2. Leverage and Margin
- Futures: Margins in futures are imposed by exchanges and vary based on the asset's volatility. Leverage is generally lower compared to CFDs and follows regulated standards.
- CFDs: In CFDs, leverage is determined by the broker, which means some offer much higher leverage compared to futures, often up to 1:100 or more. However, higher leverage can translate into greater risks, especially in volatile market conditions.
3. Costs and Commissions
- Futures: Trading costs are generally transparent and include fixed commissions per contract, in addition to exchange and clearing costs. There are no hidden spreads, as the trader buys and sells directly in the regulated market.
- CFDs: CFD brokers primarily earn through the spread, which is the difference between the buy and sell price. Additionally, many CFD brokers apply overnight commissions (swaps) for positions held beyond the trading day, increasing long-term costs.
4. Counterparty Risk
- Futures: Since the futures market operates through a clearing house, counterparty risk is practically non-existent. If a party is unable to fulfill its obligations, the exchange takes charge of the transactions.
- CFDs: In CFDs, the counterparty is directly the broker. If the broker fails or operates improperly, traders may not be able to withdraw their funds or close positions fairly. For this reason, choosing a reputable broker is crucial.
5. Market Access
- Futures: Futures are traded in a highly regulated environment and provide direct market access (DMA), allowing traders to see the order book and obtain transparent executions.
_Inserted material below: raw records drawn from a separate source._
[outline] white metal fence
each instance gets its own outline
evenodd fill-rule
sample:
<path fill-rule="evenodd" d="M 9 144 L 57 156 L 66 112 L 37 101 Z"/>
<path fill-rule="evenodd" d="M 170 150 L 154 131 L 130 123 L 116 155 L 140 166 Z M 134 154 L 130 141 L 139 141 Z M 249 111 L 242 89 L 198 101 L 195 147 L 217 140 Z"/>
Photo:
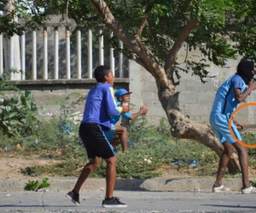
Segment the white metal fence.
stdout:
<path fill-rule="evenodd" d="M 73 42 L 73 45 L 71 45 L 70 27 L 65 26 L 64 30 L 62 29 L 62 39 L 59 37 L 60 27 L 63 28 L 63 26 L 44 27 L 42 31 L 32 31 L 32 32 L 25 33 L 21 37 L 15 36 L 10 39 L 5 38 L 3 35 L 0 34 L 0 75 L 9 69 L 15 68 L 21 70 L 22 72 L 11 76 L 10 80 L 92 78 L 93 69 L 96 66 L 93 62 L 96 60 L 93 58 L 93 55 L 95 55 L 93 47 L 96 45 L 98 47 L 98 53 L 96 53 L 97 64 L 102 65 L 104 61 L 106 64 L 107 60 L 108 60 L 107 64 L 110 66 L 117 78 L 127 77 L 125 77 L 124 73 L 125 72 L 125 75 L 128 75 L 128 65 L 126 65 L 127 67 L 124 71 L 124 66 L 124 66 L 125 57 L 123 57 L 123 55 L 120 53 L 115 58 L 113 49 L 104 49 L 104 37 L 102 36 L 102 30 L 98 32 L 97 42 L 96 42 L 96 36 L 93 35 L 90 29 L 88 29 L 86 32 L 87 39 L 81 36 L 81 31 L 78 30 L 75 32 L 76 42 L 75 43 Z M 65 32 L 63 33 L 63 32 Z M 49 43 L 49 34 L 51 34 L 50 43 Z M 43 42 L 42 40 L 40 41 L 40 48 L 38 48 L 38 43 L 39 37 L 43 39 Z M 61 40 L 61 48 L 60 48 Z M 82 58 L 82 50 L 84 52 L 86 51 L 82 49 L 82 40 L 87 43 L 86 62 Z M 63 49 L 64 46 L 65 49 Z M 122 48 L 121 42 L 119 42 L 119 46 Z M 76 50 L 75 53 L 71 54 L 72 47 Z M 63 51 L 65 51 L 65 59 L 60 56 L 60 52 L 64 55 Z M 104 59 L 104 52 L 106 51 L 109 51 L 108 59 Z M 71 66 L 71 59 L 74 61 L 73 66 Z M 29 66 L 26 65 L 28 63 L 31 64 Z M 50 66 L 50 63 L 53 63 L 53 66 Z M 84 63 L 86 63 L 86 68 L 82 66 Z M 76 66 L 74 66 L 73 64 L 76 64 Z M 41 67 L 38 68 L 39 66 Z M 60 77 L 60 72 L 63 72 L 64 66 L 65 72 Z M 85 72 L 86 74 L 84 74 Z M 40 78 L 38 78 L 39 74 Z"/>

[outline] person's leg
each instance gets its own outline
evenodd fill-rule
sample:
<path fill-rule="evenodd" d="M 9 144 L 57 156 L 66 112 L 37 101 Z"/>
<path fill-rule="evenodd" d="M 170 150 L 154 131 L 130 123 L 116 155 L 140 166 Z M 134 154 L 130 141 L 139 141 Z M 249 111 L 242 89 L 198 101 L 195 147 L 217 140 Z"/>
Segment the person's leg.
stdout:
<path fill-rule="evenodd" d="M 101 163 L 101 158 L 96 157 L 94 159 L 90 159 L 88 164 L 84 167 L 77 182 L 74 186 L 73 192 L 79 193 L 83 183 L 85 181 L 90 174 Z"/>
<path fill-rule="evenodd" d="M 104 159 L 107 163 L 106 169 L 106 199 L 111 199 L 113 197 L 113 188 L 116 176 L 116 164 L 117 158 L 113 156 L 108 159 Z"/>
<path fill-rule="evenodd" d="M 242 187 L 249 187 L 248 176 L 248 151 L 247 148 L 239 143 L 232 143 L 233 147 L 237 151 L 239 164 L 241 166 Z"/>
<path fill-rule="evenodd" d="M 225 172 L 230 156 L 234 152 L 234 147 L 231 144 L 223 142 L 222 145 L 224 147 L 224 152 L 219 159 L 217 178 L 213 185 L 214 187 L 220 187 L 222 185 L 222 177 Z"/>

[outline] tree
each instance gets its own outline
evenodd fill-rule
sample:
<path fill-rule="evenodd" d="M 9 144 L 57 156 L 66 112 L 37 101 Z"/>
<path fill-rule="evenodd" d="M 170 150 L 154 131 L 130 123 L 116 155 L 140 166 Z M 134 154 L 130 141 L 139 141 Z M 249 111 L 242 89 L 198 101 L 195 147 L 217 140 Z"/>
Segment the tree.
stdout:
<path fill-rule="evenodd" d="M 154 78 L 159 100 L 171 124 L 172 135 L 193 139 L 221 155 L 223 147 L 207 125 L 190 120 L 178 105 L 179 72 L 192 71 L 201 81 L 208 75 L 208 62 L 224 66 L 236 54 L 255 61 L 256 1 L 238 0 L 47 0 L 52 11 L 75 20 L 78 26 L 104 25 L 113 32 L 109 43 L 115 51 L 143 66 Z M 50 10 L 50 9 L 49 9 Z M 106 38 L 108 37 L 105 37 Z M 120 40 L 125 44 L 119 47 Z M 185 46 L 188 57 L 177 61 Z M 193 49 L 204 58 L 193 61 Z M 230 171 L 240 170 L 233 154 Z"/>

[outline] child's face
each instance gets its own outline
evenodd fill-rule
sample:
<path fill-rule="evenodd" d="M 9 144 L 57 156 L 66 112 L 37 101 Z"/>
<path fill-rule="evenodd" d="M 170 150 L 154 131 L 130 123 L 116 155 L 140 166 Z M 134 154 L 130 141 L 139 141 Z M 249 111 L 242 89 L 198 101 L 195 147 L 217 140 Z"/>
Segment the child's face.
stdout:
<path fill-rule="evenodd" d="M 130 101 L 130 95 L 124 95 L 120 97 L 122 102 L 129 102 Z"/>
<path fill-rule="evenodd" d="M 106 79 L 106 82 L 111 85 L 113 85 L 113 81 L 114 81 L 114 76 L 112 72 L 112 71 L 110 71 L 108 72 L 108 76 L 105 76 L 105 79 Z"/>

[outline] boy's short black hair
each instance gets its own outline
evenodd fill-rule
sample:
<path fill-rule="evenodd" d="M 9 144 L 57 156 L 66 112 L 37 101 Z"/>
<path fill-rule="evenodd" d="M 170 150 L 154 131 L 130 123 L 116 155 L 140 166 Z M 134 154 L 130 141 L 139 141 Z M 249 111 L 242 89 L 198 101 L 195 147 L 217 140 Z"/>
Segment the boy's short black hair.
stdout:
<path fill-rule="evenodd" d="M 105 82 L 104 76 L 108 76 L 110 72 L 110 67 L 106 65 L 101 65 L 95 68 L 94 76 L 97 83 Z"/>

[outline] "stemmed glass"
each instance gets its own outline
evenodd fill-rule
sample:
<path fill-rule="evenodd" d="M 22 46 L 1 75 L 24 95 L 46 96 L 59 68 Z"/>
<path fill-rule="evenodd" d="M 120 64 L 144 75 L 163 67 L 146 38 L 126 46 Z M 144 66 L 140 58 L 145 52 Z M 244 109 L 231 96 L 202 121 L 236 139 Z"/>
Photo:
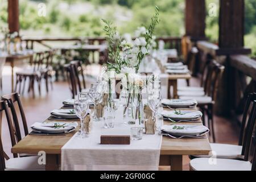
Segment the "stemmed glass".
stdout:
<path fill-rule="evenodd" d="M 81 97 L 74 101 L 74 109 L 77 117 L 80 119 L 80 133 L 77 137 L 85 138 L 88 137 L 88 134 L 85 133 L 84 126 L 84 121 L 86 116 L 89 108 L 89 104 L 86 97 Z"/>
<path fill-rule="evenodd" d="M 153 113 L 153 121 L 156 122 L 156 113 L 161 104 L 162 99 L 160 82 L 158 80 L 150 80 L 148 82 L 147 92 L 147 103 Z"/>
<path fill-rule="evenodd" d="M 88 96 L 90 98 L 92 101 L 93 102 L 94 109 L 93 118 L 96 121 L 100 121 L 100 119 L 96 117 L 96 105 L 100 102 L 102 96 L 101 86 L 102 85 L 99 82 L 92 84 L 90 89 L 88 92 Z"/>

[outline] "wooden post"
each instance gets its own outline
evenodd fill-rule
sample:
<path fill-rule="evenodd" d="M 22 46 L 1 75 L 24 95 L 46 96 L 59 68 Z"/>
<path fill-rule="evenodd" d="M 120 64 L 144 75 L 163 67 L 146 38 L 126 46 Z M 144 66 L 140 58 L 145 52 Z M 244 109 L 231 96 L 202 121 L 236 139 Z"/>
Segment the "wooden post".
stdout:
<path fill-rule="evenodd" d="M 8 0 L 8 23 L 11 33 L 19 32 L 19 0 Z"/>
<path fill-rule="evenodd" d="M 205 0 L 186 0 L 186 35 L 192 40 L 205 39 Z"/>
<path fill-rule="evenodd" d="M 225 55 L 225 72 L 220 83 L 216 103 L 217 113 L 221 115 L 230 114 L 236 100 L 238 89 L 237 76 L 231 67 L 230 55 L 249 54 L 251 49 L 243 47 L 244 0 L 220 0 L 219 16 L 219 49 L 217 55 Z"/>
<path fill-rule="evenodd" d="M 219 47 L 243 47 L 244 0 L 220 1 Z"/>

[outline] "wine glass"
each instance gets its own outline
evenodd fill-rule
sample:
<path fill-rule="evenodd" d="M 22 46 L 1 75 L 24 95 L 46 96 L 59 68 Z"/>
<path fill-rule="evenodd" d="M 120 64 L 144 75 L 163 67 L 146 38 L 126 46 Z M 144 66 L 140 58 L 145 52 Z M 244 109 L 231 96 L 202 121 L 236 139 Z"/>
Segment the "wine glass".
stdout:
<path fill-rule="evenodd" d="M 100 86 L 98 82 L 92 84 L 90 90 L 88 92 L 88 96 L 93 103 L 94 112 L 93 118 L 96 121 L 99 121 L 100 119 L 96 117 L 96 105 L 101 101 L 102 96 Z"/>
<path fill-rule="evenodd" d="M 147 103 L 153 114 L 153 121 L 156 121 L 156 111 L 161 104 L 161 92 L 159 88 L 154 88 L 152 86 L 148 86 Z"/>
<path fill-rule="evenodd" d="M 74 101 L 74 109 L 77 117 L 80 119 L 80 133 L 77 137 L 85 138 L 88 137 L 88 134 L 85 133 L 84 126 L 84 121 L 86 116 L 89 104 L 87 100 L 76 100 Z"/>

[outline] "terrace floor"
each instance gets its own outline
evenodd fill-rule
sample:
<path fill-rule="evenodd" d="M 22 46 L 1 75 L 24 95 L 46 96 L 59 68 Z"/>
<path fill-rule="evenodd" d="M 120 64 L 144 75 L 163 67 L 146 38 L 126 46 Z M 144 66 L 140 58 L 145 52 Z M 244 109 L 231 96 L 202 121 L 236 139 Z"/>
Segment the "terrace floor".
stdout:
<path fill-rule="evenodd" d="M 89 70 L 88 70 L 89 71 Z M 10 93 L 11 92 L 10 68 L 5 66 L 3 75 L 3 90 L 1 96 Z M 193 78 L 191 85 L 198 86 L 199 80 Z M 53 90 L 46 93 L 44 83 L 42 82 L 42 94 L 39 96 L 37 87 L 35 86 L 36 97 L 33 98 L 31 94 L 28 94 L 26 90 L 22 96 L 22 102 L 26 113 L 28 126 L 36 121 L 42 121 L 49 115 L 51 111 L 61 106 L 62 101 L 71 96 L 68 84 L 66 82 L 59 81 L 53 83 Z M 179 81 L 178 84 L 184 84 L 183 80 Z M 237 122 L 229 118 L 214 116 L 216 142 L 218 143 L 237 144 L 240 129 Z M 4 149 L 9 156 L 11 156 L 11 142 L 6 121 L 3 119 L 2 124 L 2 140 Z M 189 159 L 187 156 L 183 156 L 183 168 L 189 170 Z M 159 167 L 160 170 L 170 170 L 168 167 Z"/>

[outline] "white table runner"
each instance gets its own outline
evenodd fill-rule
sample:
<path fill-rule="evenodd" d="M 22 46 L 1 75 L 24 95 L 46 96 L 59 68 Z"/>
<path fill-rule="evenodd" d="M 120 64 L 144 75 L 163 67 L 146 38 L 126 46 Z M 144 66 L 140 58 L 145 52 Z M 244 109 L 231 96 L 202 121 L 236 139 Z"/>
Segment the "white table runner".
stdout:
<path fill-rule="evenodd" d="M 143 134 L 130 145 L 100 144 L 101 135 L 130 135 L 133 125 L 121 123 L 120 114 L 113 129 L 94 122 L 89 138 L 74 135 L 61 148 L 61 170 L 158 170 L 162 136 Z M 162 120 L 158 121 L 162 125 Z"/>

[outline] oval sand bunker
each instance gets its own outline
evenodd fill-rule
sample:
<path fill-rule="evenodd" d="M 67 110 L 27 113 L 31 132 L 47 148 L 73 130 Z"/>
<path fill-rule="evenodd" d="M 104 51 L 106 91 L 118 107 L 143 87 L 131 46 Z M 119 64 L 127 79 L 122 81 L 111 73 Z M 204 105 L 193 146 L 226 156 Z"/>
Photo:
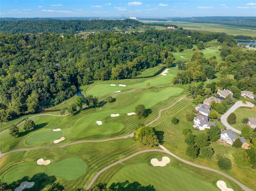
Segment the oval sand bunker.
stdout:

- CFDs: Some CFD brokers offer DMA, but most traders do not have direct market access. The price of a CFD may differ from that of the underlying asset, especially during periods of low liquidity.
Which Prop Trading is Better: Futures or CFDs?
The choice between a prop firm that operates on futures and one that offers CFDs depends on the trader's preferences and the adopted strategy:
- If you seek greater transparency, regulation, and protection from counterparty risk, prop trading on futures is the best option.
- If you prefer facilitated market access, higher leverage, and lower initial costs, prop trading on CFDs may be more accessible, but with additional risks.
In any case, traders should carefully consider the pros and cons of each approach and choose a reliable and well-regulated prop firm.
Conclusion
The choice between prop trading and trading with a personal account depends on multiple factors, including access to capital, risk tolerance, operational autonomy, and each trader's financial goals.
Proprietary trading offers significant advantages, such as access to higher capital, lower transaction costs, and greater leverage. However, it also involves limitations: the need to share profits with the prop firm, compliance with company-imposed rules, and dependence on the financial stability of the firm. Additionally, the risk of fraud and the potential failure of the prop firm are elements to consider carefully.
On the other hand, trading with a personal account ensures full control over strategies and trading decisions, as well as unshared profits. However, it requires greater initial capital, offers more limited leverage, and can be more expensive in terms of trading commissions.
What is the best choice?
- If you seek greater access to capital and are willing to comply with rules imposed by the prop firm, prop trading can represent an excellent opportunity, especially for those with a solid strategy but reduced personal capital.
- If you prefer having full control over your trading and have the necessary capital to operate independently, trading with a personal account may be the safest and most flexible choice in the long run.